Fed Cuts Interest Rates for First Time Since 2008 Crisis

WASHINGTON — The Federal Reserve cut interest rates for the first time in more than a decade, an effort to guard the record-long economic expansion against mounting global risks.

The widely expected quarter-point move, the Fed’s first since it cut rates to near zero in 2008, is meant to protect the economy against the potentially harmful effects of a growth slowdown in China and Europe and uncertainty from President Trump’s trade war.

“In light of the implications of global developments for the economic outlook as well as muted inflation pressures, the committee decided to lower the target range for the federal funds rate,” according to the Fed’s policy statement.
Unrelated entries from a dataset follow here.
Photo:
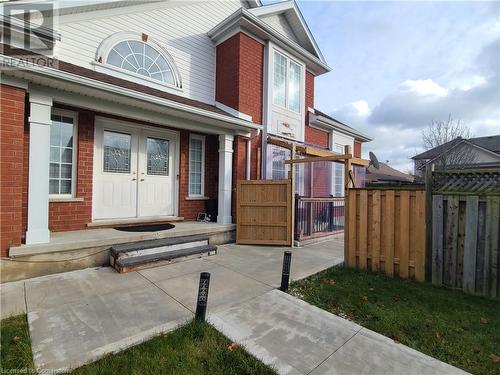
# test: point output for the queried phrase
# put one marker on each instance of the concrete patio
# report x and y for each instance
(77, 317)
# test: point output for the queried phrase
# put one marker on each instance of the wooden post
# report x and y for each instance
(428, 222)
(347, 185)
(291, 176)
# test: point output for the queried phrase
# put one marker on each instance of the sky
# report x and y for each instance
(397, 66)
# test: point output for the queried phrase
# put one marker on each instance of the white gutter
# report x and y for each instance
(95, 84)
(327, 123)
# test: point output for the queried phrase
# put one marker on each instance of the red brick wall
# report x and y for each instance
(313, 136)
(227, 72)
(239, 85)
(240, 75)
(64, 216)
(357, 149)
(12, 118)
(189, 209)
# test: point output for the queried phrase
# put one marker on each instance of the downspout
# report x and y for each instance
(249, 153)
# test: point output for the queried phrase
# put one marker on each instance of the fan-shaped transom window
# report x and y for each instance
(140, 58)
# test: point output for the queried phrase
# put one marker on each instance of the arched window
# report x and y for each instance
(141, 58)
(132, 55)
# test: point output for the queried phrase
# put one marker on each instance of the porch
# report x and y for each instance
(67, 251)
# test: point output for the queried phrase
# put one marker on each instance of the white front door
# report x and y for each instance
(134, 172)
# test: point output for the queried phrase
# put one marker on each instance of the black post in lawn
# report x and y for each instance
(285, 274)
(201, 303)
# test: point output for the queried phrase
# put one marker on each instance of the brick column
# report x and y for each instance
(12, 112)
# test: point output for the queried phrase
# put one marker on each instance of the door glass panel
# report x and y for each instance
(117, 149)
(157, 157)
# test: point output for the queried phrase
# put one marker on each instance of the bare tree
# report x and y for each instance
(448, 134)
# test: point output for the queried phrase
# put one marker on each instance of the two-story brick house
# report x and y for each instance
(153, 108)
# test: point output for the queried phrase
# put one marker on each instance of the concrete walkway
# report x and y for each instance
(77, 317)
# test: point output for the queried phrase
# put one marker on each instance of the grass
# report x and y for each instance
(196, 348)
(15, 349)
(454, 327)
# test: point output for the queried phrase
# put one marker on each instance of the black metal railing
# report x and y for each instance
(316, 217)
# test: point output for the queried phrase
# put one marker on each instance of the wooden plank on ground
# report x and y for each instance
(389, 232)
(363, 228)
(404, 233)
(375, 230)
(470, 247)
(420, 236)
(437, 239)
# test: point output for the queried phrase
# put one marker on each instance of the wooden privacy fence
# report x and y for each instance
(385, 231)
(264, 212)
(465, 243)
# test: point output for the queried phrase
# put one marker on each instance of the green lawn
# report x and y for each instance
(449, 325)
(196, 348)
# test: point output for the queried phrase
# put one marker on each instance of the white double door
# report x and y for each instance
(134, 172)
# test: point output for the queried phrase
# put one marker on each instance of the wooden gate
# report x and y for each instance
(264, 212)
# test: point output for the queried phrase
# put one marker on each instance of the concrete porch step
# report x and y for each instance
(152, 253)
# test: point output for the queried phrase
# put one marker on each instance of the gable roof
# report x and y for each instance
(324, 121)
(245, 20)
(489, 143)
(291, 12)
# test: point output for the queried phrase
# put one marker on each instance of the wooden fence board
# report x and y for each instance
(264, 211)
(404, 237)
(351, 258)
(363, 227)
(437, 239)
(470, 248)
(494, 247)
(389, 232)
(420, 229)
(375, 231)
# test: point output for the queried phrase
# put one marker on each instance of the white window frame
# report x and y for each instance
(109, 43)
(202, 192)
(74, 161)
(289, 61)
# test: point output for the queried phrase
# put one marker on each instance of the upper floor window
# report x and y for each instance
(62, 166)
(137, 57)
(286, 82)
(140, 58)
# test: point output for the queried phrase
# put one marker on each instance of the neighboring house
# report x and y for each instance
(460, 152)
(153, 108)
(386, 175)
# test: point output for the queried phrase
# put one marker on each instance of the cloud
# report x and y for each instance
(395, 123)
(415, 103)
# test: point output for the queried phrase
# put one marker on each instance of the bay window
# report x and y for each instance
(287, 80)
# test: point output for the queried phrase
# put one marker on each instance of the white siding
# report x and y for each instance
(280, 23)
(180, 27)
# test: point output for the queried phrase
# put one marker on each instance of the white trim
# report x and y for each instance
(227, 121)
(74, 162)
(233, 111)
(285, 7)
(38, 170)
(133, 77)
(225, 178)
(203, 165)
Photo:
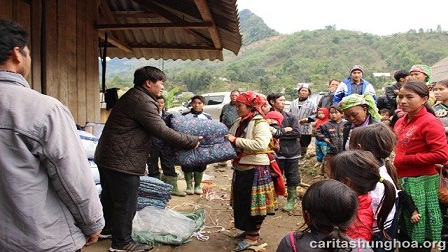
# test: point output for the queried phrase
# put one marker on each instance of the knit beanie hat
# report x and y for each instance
(357, 99)
(422, 69)
(304, 85)
(276, 116)
(356, 67)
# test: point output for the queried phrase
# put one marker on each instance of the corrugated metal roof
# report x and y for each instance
(440, 70)
(170, 29)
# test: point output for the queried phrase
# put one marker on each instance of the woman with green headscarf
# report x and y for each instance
(359, 110)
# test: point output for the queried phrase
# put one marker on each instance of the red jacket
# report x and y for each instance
(362, 226)
(421, 144)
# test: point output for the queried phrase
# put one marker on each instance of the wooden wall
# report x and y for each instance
(64, 51)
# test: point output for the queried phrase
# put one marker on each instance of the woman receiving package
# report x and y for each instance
(421, 144)
(253, 194)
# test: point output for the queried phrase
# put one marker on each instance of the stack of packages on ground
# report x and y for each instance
(153, 192)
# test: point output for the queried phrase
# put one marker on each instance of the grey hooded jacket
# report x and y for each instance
(48, 197)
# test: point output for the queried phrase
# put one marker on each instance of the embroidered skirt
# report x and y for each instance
(253, 197)
(424, 192)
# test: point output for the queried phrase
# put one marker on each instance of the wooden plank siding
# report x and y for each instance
(64, 50)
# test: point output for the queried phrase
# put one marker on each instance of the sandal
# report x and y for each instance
(242, 245)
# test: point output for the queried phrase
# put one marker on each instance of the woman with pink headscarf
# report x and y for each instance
(253, 193)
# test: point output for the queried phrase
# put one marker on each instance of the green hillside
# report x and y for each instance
(270, 62)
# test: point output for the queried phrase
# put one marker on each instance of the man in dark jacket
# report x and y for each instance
(289, 153)
(123, 149)
(392, 90)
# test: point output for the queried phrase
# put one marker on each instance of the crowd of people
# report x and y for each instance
(383, 174)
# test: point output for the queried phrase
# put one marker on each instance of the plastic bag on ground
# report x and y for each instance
(163, 222)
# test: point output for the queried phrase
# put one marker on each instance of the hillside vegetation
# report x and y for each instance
(271, 62)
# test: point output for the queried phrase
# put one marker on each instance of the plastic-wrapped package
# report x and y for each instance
(163, 221)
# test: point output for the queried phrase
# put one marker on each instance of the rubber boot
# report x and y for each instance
(173, 181)
(303, 152)
(189, 180)
(291, 200)
(197, 182)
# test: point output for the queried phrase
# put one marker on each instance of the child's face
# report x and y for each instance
(197, 105)
(335, 115)
(320, 115)
(271, 121)
(385, 115)
(441, 93)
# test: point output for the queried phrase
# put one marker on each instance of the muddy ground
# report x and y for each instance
(219, 215)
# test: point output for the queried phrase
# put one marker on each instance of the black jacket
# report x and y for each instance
(333, 131)
(125, 143)
(391, 96)
(290, 141)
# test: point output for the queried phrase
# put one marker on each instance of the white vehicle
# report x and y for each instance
(213, 104)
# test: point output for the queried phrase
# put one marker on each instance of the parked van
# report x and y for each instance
(213, 104)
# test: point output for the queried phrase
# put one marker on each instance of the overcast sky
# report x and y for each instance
(380, 17)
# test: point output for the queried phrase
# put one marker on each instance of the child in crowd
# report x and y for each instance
(385, 116)
(275, 120)
(380, 140)
(358, 169)
(331, 133)
(329, 208)
(322, 117)
(196, 172)
(440, 91)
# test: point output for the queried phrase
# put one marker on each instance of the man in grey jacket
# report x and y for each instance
(48, 197)
(123, 149)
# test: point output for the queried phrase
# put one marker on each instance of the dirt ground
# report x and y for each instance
(219, 215)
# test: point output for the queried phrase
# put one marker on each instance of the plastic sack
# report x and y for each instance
(443, 186)
(163, 221)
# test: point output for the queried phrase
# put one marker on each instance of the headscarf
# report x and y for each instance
(359, 100)
(251, 99)
(422, 69)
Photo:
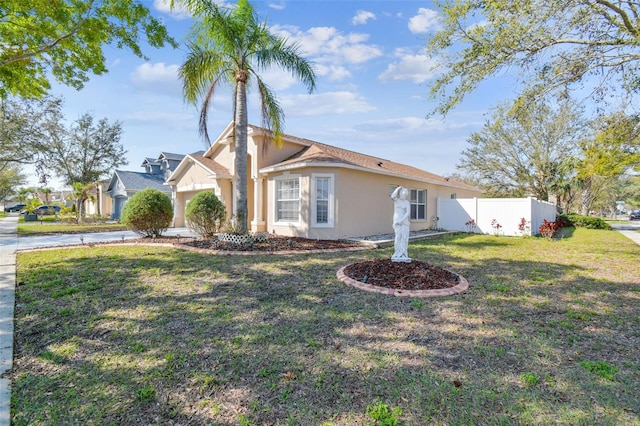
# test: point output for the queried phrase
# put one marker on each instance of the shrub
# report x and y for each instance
(590, 222)
(205, 214)
(549, 229)
(148, 212)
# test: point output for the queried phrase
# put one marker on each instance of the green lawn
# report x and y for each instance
(548, 333)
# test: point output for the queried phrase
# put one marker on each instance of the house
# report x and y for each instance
(310, 189)
(164, 165)
(123, 184)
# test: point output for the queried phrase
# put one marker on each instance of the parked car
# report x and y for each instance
(45, 210)
(15, 208)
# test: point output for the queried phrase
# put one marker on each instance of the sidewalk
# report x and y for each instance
(10, 243)
(8, 247)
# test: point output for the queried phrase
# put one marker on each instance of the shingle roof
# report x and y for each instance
(219, 170)
(149, 160)
(136, 181)
(171, 156)
(322, 153)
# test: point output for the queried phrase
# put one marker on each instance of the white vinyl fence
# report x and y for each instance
(501, 216)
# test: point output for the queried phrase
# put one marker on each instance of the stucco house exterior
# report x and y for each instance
(310, 189)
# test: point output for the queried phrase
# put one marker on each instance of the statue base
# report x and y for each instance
(401, 259)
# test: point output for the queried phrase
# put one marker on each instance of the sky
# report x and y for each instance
(372, 78)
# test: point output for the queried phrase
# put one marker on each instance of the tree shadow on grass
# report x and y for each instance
(165, 335)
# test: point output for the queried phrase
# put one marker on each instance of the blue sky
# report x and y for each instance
(371, 97)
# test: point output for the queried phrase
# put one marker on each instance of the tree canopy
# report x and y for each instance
(232, 47)
(66, 38)
(87, 151)
(553, 44)
(519, 150)
(25, 128)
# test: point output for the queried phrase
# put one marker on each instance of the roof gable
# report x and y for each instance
(136, 181)
(322, 154)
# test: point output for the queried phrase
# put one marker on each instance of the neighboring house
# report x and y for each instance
(310, 189)
(164, 165)
(124, 184)
(101, 204)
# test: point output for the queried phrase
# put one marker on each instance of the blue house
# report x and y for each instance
(124, 184)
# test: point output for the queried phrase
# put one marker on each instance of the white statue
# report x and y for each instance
(401, 226)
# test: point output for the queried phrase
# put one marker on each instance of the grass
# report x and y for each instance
(548, 333)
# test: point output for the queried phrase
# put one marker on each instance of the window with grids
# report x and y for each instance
(322, 203)
(287, 200)
(418, 204)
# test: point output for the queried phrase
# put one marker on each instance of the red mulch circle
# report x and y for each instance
(414, 275)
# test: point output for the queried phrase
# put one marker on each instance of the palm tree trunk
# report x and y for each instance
(241, 124)
(586, 197)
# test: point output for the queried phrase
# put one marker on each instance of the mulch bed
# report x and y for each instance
(274, 243)
(415, 275)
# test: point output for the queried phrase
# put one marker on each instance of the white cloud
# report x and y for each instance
(362, 16)
(424, 21)
(416, 68)
(277, 6)
(332, 72)
(171, 120)
(328, 45)
(330, 103)
(157, 77)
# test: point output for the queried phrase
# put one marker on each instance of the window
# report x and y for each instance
(418, 204)
(322, 202)
(287, 200)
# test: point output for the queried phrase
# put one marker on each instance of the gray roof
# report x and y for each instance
(171, 156)
(136, 181)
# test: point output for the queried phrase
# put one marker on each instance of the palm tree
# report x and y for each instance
(230, 47)
(46, 191)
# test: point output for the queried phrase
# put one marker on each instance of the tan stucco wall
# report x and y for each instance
(362, 206)
(196, 179)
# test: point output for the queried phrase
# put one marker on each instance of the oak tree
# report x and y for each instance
(518, 151)
(555, 45)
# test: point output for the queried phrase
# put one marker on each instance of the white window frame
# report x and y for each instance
(417, 204)
(277, 181)
(330, 200)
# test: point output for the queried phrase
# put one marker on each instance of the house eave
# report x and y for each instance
(295, 166)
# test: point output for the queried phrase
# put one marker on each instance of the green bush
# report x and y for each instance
(590, 222)
(205, 214)
(148, 212)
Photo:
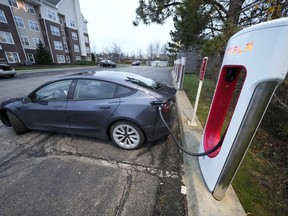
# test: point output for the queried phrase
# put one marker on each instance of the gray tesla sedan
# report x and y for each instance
(120, 106)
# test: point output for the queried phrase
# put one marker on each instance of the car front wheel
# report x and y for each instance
(17, 124)
(126, 135)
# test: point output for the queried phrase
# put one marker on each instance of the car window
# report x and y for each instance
(124, 91)
(53, 91)
(93, 90)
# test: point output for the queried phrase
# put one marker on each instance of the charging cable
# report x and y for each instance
(180, 146)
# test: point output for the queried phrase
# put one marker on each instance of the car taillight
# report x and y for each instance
(166, 106)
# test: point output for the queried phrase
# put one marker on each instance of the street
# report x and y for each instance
(44, 173)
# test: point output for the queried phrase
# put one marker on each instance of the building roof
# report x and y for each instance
(53, 2)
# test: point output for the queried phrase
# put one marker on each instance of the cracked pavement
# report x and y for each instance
(55, 174)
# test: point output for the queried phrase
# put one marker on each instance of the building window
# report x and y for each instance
(13, 3)
(51, 15)
(55, 30)
(74, 36)
(31, 10)
(19, 22)
(36, 41)
(6, 37)
(72, 23)
(12, 57)
(30, 57)
(86, 39)
(2, 17)
(65, 47)
(58, 45)
(60, 59)
(68, 59)
(25, 41)
(76, 48)
(33, 25)
(85, 28)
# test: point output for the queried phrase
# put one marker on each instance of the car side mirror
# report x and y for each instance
(26, 100)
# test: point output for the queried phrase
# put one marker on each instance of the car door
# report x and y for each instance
(46, 111)
(91, 107)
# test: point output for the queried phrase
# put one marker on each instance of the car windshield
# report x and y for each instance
(145, 82)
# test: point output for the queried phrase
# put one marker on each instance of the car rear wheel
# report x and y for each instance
(17, 124)
(126, 135)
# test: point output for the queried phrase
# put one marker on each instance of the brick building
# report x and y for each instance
(58, 24)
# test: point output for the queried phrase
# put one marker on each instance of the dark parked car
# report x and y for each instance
(107, 63)
(136, 63)
(104, 104)
(6, 70)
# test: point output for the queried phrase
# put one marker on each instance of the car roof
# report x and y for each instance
(120, 77)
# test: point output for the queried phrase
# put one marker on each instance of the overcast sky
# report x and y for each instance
(110, 21)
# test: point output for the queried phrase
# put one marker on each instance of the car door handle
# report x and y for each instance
(105, 107)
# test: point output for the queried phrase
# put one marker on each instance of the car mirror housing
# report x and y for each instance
(26, 100)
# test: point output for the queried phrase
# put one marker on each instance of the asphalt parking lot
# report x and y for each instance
(55, 174)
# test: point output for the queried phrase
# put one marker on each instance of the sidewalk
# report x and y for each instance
(199, 200)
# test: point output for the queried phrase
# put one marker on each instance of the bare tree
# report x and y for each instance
(115, 52)
(150, 51)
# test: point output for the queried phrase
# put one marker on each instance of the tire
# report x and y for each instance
(126, 135)
(17, 124)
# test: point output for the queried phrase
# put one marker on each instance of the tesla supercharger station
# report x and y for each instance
(255, 63)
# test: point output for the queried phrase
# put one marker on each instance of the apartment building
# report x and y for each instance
(58, 24)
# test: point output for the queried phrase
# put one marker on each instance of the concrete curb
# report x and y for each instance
(199, 200)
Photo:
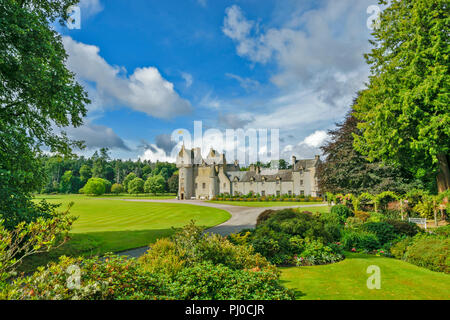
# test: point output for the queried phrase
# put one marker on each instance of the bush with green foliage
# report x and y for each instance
(385, 232)
(332, 225)
(443, 231)
(431, 252)
(404, 228)
(205, 281)
(360, 240)
(34, 237)
(94, 186)
(112, 277)
(131, 176)
(398, 250)
(117, 188)
(190, 265)
(136, 186)
(342, 211)
(281, 236)
(263, 216)
(315, 252)
(155, 184)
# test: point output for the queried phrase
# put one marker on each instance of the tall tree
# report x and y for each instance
(344, 170)
(405, 112)
(37, 94)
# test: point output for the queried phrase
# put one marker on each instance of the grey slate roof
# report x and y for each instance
(246, 176)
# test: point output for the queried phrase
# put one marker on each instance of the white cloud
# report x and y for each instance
(246, 83)
(97, 136)
(210, 102)
(203, 3)
(145, 90)
(187, 78)
(90, 7)
(153, 153)
(316, 139)
(319, 66)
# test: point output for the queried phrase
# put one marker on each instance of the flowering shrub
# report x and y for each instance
(428, 251)
(208, 281)
(113, 277)
(342, 211)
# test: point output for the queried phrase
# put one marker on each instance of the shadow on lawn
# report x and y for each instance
(297, 293)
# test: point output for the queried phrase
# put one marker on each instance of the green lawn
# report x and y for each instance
(347, 280)
(267, 203)
(111, 225)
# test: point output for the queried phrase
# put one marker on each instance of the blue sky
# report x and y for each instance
(151, 67)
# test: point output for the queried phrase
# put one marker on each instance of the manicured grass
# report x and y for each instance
(346, 280)
(111, 225)
(267, 203)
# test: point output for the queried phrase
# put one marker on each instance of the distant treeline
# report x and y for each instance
(69, 175)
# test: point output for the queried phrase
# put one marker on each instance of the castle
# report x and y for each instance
(206, 178)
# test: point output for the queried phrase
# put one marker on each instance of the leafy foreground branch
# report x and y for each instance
(190, 265)
(31, 238)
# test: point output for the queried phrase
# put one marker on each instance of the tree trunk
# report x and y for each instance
(443, 177)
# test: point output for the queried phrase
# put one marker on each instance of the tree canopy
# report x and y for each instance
(404, 114)
(344, 170)
(39, 97)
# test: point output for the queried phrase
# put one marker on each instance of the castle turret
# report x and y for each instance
(213, 182)
(185, 166)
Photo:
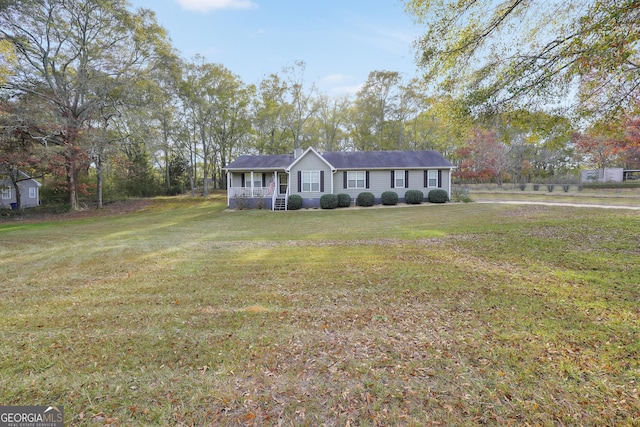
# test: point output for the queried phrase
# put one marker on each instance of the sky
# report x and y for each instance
(340, 41)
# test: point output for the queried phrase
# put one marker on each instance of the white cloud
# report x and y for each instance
(208, 5)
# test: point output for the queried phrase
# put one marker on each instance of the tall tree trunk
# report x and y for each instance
(15, 179)
(99, 180)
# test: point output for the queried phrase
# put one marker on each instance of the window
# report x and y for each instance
(399, 179)
(432, 179)
(356, 179)
(310, 180)
(257, 180)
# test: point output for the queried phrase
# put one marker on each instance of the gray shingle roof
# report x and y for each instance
(280, 161)
(386, 159)
(350, 160)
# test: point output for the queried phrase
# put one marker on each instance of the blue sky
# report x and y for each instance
(340, 41)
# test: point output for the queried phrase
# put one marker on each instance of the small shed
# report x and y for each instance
(29, 192)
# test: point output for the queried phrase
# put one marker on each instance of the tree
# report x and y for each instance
(376, 103)
(271, 134)
(532, 52)
(484, 157)
(331, 123)
(300, 104)
(70, 54)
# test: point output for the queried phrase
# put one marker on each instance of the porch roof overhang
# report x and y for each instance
(264, 163)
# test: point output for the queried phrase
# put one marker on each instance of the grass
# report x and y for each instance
(461, 314)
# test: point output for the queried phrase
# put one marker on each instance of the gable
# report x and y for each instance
(261, 162)
(309, 156)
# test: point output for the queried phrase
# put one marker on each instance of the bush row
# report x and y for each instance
(388, 198)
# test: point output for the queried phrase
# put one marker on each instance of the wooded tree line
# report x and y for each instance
(97, 101)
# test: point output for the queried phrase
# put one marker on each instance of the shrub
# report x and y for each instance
(413, 197)
(328, 201)
(344, 200)
(294, 202)
(389, 198)
(366, 199)
(437, 196)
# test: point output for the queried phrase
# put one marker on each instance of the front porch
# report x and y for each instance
(258, 190)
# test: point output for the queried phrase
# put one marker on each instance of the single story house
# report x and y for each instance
(29, 192)
(266, 181)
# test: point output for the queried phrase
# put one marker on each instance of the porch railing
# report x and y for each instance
(255, 192)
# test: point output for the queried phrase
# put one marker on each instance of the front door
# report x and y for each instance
(283, 183)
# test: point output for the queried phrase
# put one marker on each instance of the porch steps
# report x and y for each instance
(281, 204)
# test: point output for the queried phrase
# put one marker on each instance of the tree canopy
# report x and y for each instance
(498, 54)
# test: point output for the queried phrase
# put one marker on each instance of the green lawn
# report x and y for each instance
(457, 314)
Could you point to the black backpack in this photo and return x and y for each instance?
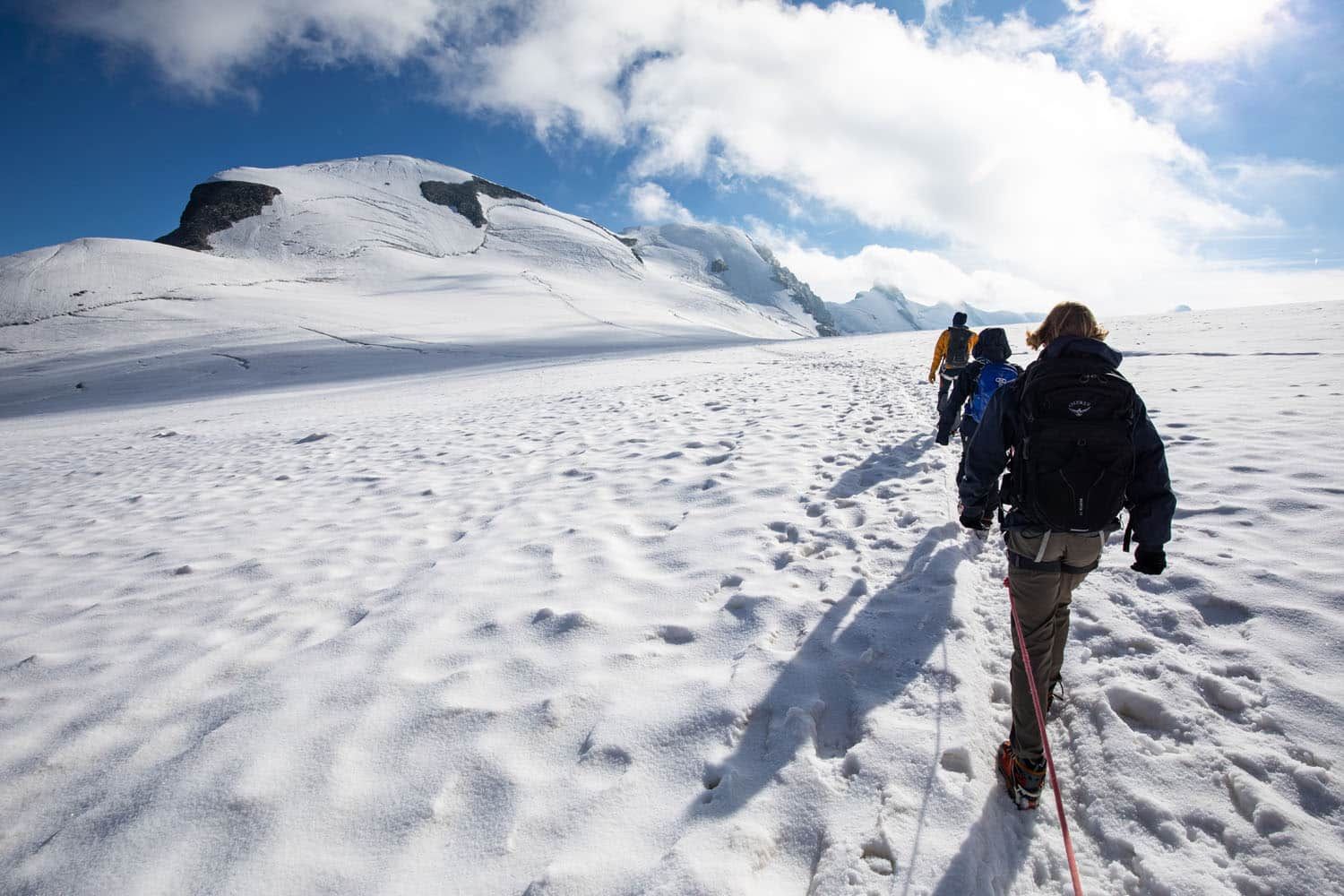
(959, 347)
(1075, 452)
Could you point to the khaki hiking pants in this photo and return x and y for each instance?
(1043, 570)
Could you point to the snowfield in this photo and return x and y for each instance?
(384, 606)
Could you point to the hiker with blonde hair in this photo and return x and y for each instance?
(1080, 447)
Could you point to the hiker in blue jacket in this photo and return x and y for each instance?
(1081, 449)
(973, 387)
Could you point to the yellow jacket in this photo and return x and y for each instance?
(940, 351)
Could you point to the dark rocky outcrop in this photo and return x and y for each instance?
(464, 198)
(800, 293)
(215, 206)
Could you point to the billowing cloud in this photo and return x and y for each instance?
(1029, 174)
(653, 204)
(1030, 168)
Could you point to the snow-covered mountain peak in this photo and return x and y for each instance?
(725, 257)
(414, 246)
(886, 309)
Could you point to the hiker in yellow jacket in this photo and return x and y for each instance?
(951, 355)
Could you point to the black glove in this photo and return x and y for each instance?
(1150, 560)
(975, 519)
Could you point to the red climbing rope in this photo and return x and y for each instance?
(1045, 739)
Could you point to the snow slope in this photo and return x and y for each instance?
(355, 244)
(723, 257)
(676, 622)
(884, 309)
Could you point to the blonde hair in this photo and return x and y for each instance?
(1066, 319)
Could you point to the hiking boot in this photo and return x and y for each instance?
(1023, 780)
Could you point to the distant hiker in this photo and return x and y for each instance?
(952, 354)
(1081, 447)
(973, 387)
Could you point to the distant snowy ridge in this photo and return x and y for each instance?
(726, 258)
(886, 309)
(460, 252)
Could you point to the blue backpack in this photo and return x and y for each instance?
(994, 375)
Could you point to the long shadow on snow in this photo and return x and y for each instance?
(166, 371)
(823, 694)
(897, 462)
(994, 852)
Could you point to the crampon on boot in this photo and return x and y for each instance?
(1021, 780)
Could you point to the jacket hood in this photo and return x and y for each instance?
(1082, 346)
(992, 346)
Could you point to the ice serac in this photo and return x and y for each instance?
(886, 309)
(215, 206)
(725, 258)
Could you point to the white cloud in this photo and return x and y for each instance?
(927, 277)
(1016, 163)
(652, 204)
(924, 276)
(1188, 31)
(1035, 177)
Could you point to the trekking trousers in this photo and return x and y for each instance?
(945, 381)
(1043, 570)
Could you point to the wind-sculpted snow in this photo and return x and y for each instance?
(726, 258)
(677, 622)
(438, 244)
The Fed also announced an early end to its efforts to shrink its balance sheet. The central bank’s bond holdings swelled during the financial crisis as it bought assets to try to reinvigorate growth. Policymakers have been slowly siphoning off securities to return their balance sheet to a more normal size, and that process was slated to end in September. It will now conclude Aug. 1.

Both Eric Rosengren, the president of the Federal Reserve Bank of Boston, and Esther George, the president of the Federal Reserve Bank of Kansas City, voted against Wednesday’s decision in favor of leaving rates unchanged. Those dissents marked the second and third of Jerome H. Powell’s term as chair.